A variety of targets have been used to test anti-aircraft and anti-missile weapons and the crews which operate those weapons. One type of target used is a target device towed by a non-target aircraft. An example of this type of target is shown in U.S. Pat. No. 3,128,468. This device comprises a hollow foam shell with means for introducing air under pressure to prevent collapse under aerodynamic loads. A shortcoming of this type of device is that it cannot simulate a converging threat, i.e., safety considerations dictate that the device cannot converge on the weapons platform because of risk that the towing aircraft will be struck by weapons fire. Hence, this device cannot be used to "trigger" an automatic system.
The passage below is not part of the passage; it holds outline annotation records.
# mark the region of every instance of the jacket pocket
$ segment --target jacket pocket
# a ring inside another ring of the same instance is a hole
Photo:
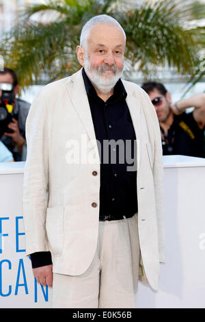
[[[148,154],[148,158],[151,169],[152,169],[153,167],[153,158],[152,153],[152,149],[151,149],[151,144],[149,142],[146,142],[146,150]]]
[[[51,251],[56,256],[62,253],[64,245],[64,208],[46,209],[46,227]]]

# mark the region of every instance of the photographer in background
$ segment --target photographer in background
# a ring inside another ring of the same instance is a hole
[[[161,83],[144,83],[159,121],[163,154],[205,158],[205,93],[172,103],[171,95]],[[194,108],[187,113],[186,109]]]
[[[12,152],[14,161],[26,159],[25,122],[30,104],[16,98],[17,76],[8,68],[0,71],[0,140]]]

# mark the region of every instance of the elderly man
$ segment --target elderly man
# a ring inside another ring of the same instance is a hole
[[[114,18],[90,19],[83,68],[46,86],[27,121],[27,254],[53,308],[135,308],[139,279],[158,288],[160,131],[148,95],[120,79],[125,42]]]

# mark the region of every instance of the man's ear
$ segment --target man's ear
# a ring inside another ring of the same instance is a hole
[[[169,103],[172,103],[172,97],[171,97],[171,94],[169,92],[167,92],[165,94],[165,97],[168,101]]]
[[[77,54],[78,58],[78,61],[81,64],[81,66],[84,66],[84,55],[85,55],[85,49],[81,46],[77,46]]]

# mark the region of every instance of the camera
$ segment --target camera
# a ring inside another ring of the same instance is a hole
[[[18,119],[14,114],[13,103],[14,102],[14,88],[10,83],[0,83],[0,138],[4,132],[13,133],[14,131],[8,125],[12,121],[12,118]]]

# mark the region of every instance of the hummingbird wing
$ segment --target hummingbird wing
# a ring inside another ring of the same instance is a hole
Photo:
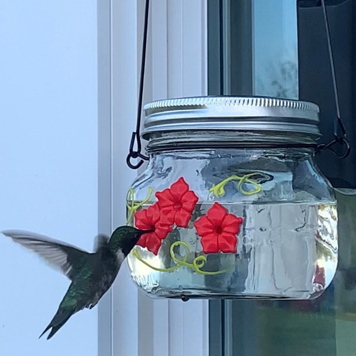
[[[77,275],[93,255],[35,232],[20,230],[6,230],[1,232],[15,242],[36,252],[70,279]]]

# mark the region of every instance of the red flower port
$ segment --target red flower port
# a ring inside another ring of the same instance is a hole
[[[153,230],[152,232],[144,234],[137,244],[147,247],[156,255],[162,244],[162,240],[172,231],[173,221],[169,219],[169,217],[166,216],[161,219],[161,216],[157,203],[135,214],[135,225],[137,229]]]
[[[219,203],[214,203],[206,215],[194,223],[198,235],[201,238],[205,253],[217,253],[219,251],[236,253],[237,239],[242,223],[242,218],[229,214]]]
[[[157,204],[162,216],[168,220],[172,220],[177,226],[187,227],[192,216],[192,212],[198,201],[198,197],[181,177],[162,192],[158,192],[156,197]]]

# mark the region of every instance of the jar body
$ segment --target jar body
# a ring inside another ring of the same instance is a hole
[[[192,193],[182,195],[182,179]],[[165,209],[176,193],[179,207]],[[129,255],[132,278],[151,296],[313,298],[334,277],[336,201],[309,149],[153,153],[129,191],[128,224],[157,200],[165,218],[185,204],[189,220],[177,215],[153,249],[146,236]]]

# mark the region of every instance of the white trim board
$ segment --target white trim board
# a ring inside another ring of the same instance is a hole
[[[206,1],[151,0],[144,103],[206,94]],[[145,0],[98,4],[103,67],[99,167],[104,171],[99,172],[99,230],[107,232],[124,223],[127,190],[137,174],[126,157],[135,126]],[[126,264],[99,312],[100,356],[209,355],[208,301],[150,299],[130,280]]]

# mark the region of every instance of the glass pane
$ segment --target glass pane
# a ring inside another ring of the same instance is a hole
[[[254,0],[253,94],[298,98],[295,0]]]
[[[217,44],[209,42],[209,53],[215,46],[220,54],[209,68],[209,94],[298,99],[295,0],[219,3],[220,17],[208,17],[208,38],[220,31]],[[329,70],[328,61],[323,68]],[[336,194],[339,261],[326,291],[312,300],[211,301],[211,356],[356,355],[356,190]],[[322,273],[318,278],[322,282]]]

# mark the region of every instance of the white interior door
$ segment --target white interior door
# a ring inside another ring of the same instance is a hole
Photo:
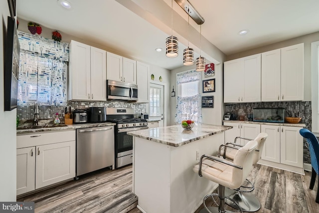
[[[160,120],[160,127],[163,126],[164,119],[164,103],[162,85],[150,84],[150,120]]]

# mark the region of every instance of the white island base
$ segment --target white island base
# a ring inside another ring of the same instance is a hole
[[[148,130],[152,130],[159,128]],[[133,191],[138,208],[147,213],[194,212],[218,185],[200,177],[192,167],[201,155],[216,155],[224,137],[223,131],[174,147],[135,137]]]

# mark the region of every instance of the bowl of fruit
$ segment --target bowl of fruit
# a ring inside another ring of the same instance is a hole
[[[190,130],[195,125],[195,122],[191,120],[184,120],[181,121],[181,127],[186,130]]]

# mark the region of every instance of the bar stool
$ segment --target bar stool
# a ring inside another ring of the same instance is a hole
[[[205,196],[203,199],[204,209],[201,210],[200,213],[225,213],[225,199],[235,202],[225,196],[225,187],[237,189],[245,181],[251,171],[253,153],[257,145],[257,141],[249,141],[237,150],[232,162],[208,155],[201,157],[199,163],[193,167],[193,171],[198,173],[199,176],[218,184],[219,186],[218,194],[210,194]],[[207,199],[211,197],[216,203],[213,196],[217,196],[220,200],[218,208],[207,207],[205,204]],[[242,213],[240,207],[237,206],[237,209]]]
[[[264,145],[268,136],[268,135],[267,135],[267,133],[262,132],[259,133],[258,135],[257,135],[257,137],[254,139],[255,141],[257,142],[258,144],[255,150],[255,152],[254,152],[253,159],[253,165],[256,165],[261,158]],[[237,137],[235,139],[234,143],[227,143],[225,145],[222,145],[219,147],[218,157],[222,156],[224,159],[233,160],[237,150],[243,146],[243,145],[236,143],[236,140],[239,138],[247,140],[251,140]],[[259,200],[255,196],[242,193],[251,192],[255,189],[254,184],[248,180],[246,179],[246,181],[249,183],[251,186],[241,186],[240,187],[234,190],[226,189],[225,194],[226,196],[234,200],[236,203],[241,208],[244,212],[256,212],[260,209],[261,207]],[[247,189],[247,190],[242,190],[240,189],[241,187]],[[232,207],[237,209],[237,206],[234,205],[233,203],[230,202],[229,201],[226,201],[226,203]]]

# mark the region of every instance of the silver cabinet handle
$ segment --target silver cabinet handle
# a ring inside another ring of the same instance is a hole
[[[105,128],[102,129],[84,129],[84,130],[79,130],[79,132],[82,133],[83,132],[97,132],[98,131],[106,131],[106,130],[110,130],[110,129],[112,129],[112,127],[108,127],[108,128]]]
[[[41,135],[32,135],[32,136],[30,136],[30,138],[36,138],[37,137],[40,137],[41,136]]]

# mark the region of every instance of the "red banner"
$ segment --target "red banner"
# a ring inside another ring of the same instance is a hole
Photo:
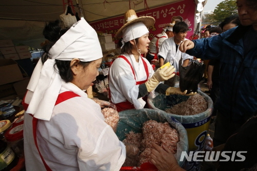
[[[171,23],[172,18],[186,22],[189,27],[187,38],[194,33],[195,4],[194,0],[183,0],[177,3],[171,3],[164,6],[153,8],[147,11],[137,12],[138,17],[151,16],[155,18],[154,26],[150,28],[149,39],[155,34],[160,33],[162,28]],[[90,25],[97,31],[102,31],[112,34],[113,41],[117,43],[121,37],[114,37],[114,35],[120,28],[125,23],[124,16],[122,15],[112,18],[91,23]]]

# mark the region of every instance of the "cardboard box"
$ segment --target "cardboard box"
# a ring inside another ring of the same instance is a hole
[[[115,49],[115,43],[114,42],[106,43],[104,44],[101,44],[102,51],[105,52],[110,50]]]
[[[14,46],[11,40],[1,40],[0,47]]]
[[[13,84],[13,87],[14,87],[16,93],[18,96],[24,97],[25,95],[27,92],[27,87],[29,84],[30,80],[30,78],[28,77]]]
[[[0,48],[0,52],[4,55],[16,53],[14,46]]]
[[[19,60],[20,58],[19,57],[18,53],[13,53],[13,54],[7,54],[4,55],[5,59],[11,59],[13,60]]]
[[[0,59],[0,85],[23,79],[17,63],[12,59]]]
[[[20,59],[21,60],[26,59],[26,58],[30,58],[32,57],[31,53],[29,51],[27,52],[22,52],[19,53],[19,56],[20,56]]]
[[[0,85],[0,98],[16,94],[13,84],[6,84]]]
[[[17,53],[29,52],[29,47],[27,46],[14,46]]]
[[[113,42],[113,37],[112,34],[104,34],[98,37],[100,44],[103,44],[106,43],[110,43]]]

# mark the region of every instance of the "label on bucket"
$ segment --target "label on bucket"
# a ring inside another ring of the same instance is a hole
[[[190,151],[195,152],[201,151],[204,149],[211,117],[211,116],[195,123],[181,123],[188,133],[189,154]],[[188,161],[186,160],[182,167],[187,170],[198,170],[201,163],[201,162],[199,161]]]

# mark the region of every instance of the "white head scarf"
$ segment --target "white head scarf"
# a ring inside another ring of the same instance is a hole
[[[142,22],[132,24],[122,30],[122,37],[125,43],[149,33],[149,31],[145,25]]]
[[[169,30],[169,31],[173,31],[173,27],[171,27],[171,26],[169,26],[167,28],[167,30]]]
[[[40,60],[31,76],[27,89],[33,93],[26,111],[35,118],[48,121],[62,86],[58,68],[54,69],[55,60],[78,58],[89,62],[103,56],[97,34],[83,18],[60,38],[49,53],[49,59],[44,65]]]

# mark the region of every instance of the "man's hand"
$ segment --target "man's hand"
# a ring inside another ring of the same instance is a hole
[[[151,153],[151,162],[157,167],[159,171],[185,170],[178,165],[175,156],[164,145],[160,147],[152,143],[153,148]]]
[[[186,40],[182,42],[179,45],[179,50],[183,53],[185,53],[187,50],[191,49],[194,47],[194,42],[190,40]]]

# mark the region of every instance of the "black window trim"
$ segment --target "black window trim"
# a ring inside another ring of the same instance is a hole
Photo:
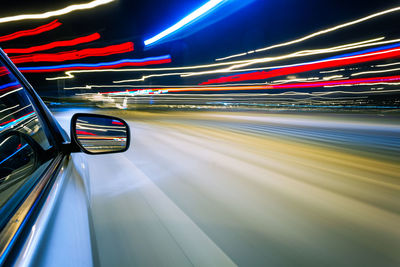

Another shortcoming of this device is its lack of guidance system. A typical towing cable is 20,000 feet long. With the cable fully extended, there is a large envelope in which towed targets maneuver. In the past, towing cables have broken, been severed by weapons fire, or simply not kept targets sufficiently aloof. Subsequently, targets have struck or been dragged across weapons platforms causing considerable damage. Backup guidance systems can reduce the possibility of damage caused by a loose or insufficiently elevated target. Further, this type of device is not realistic because it does not behave realistically when struck by weapons fire. Whereas an actual missile or aircraft can be caused to explode and/or to lose sufficient structural integrity to remain airborne when struck by weapons fire, this type of target does not explode and remains airborne behind the towing craft notwithstanding number of hits made on or amount of damage sustained by the target.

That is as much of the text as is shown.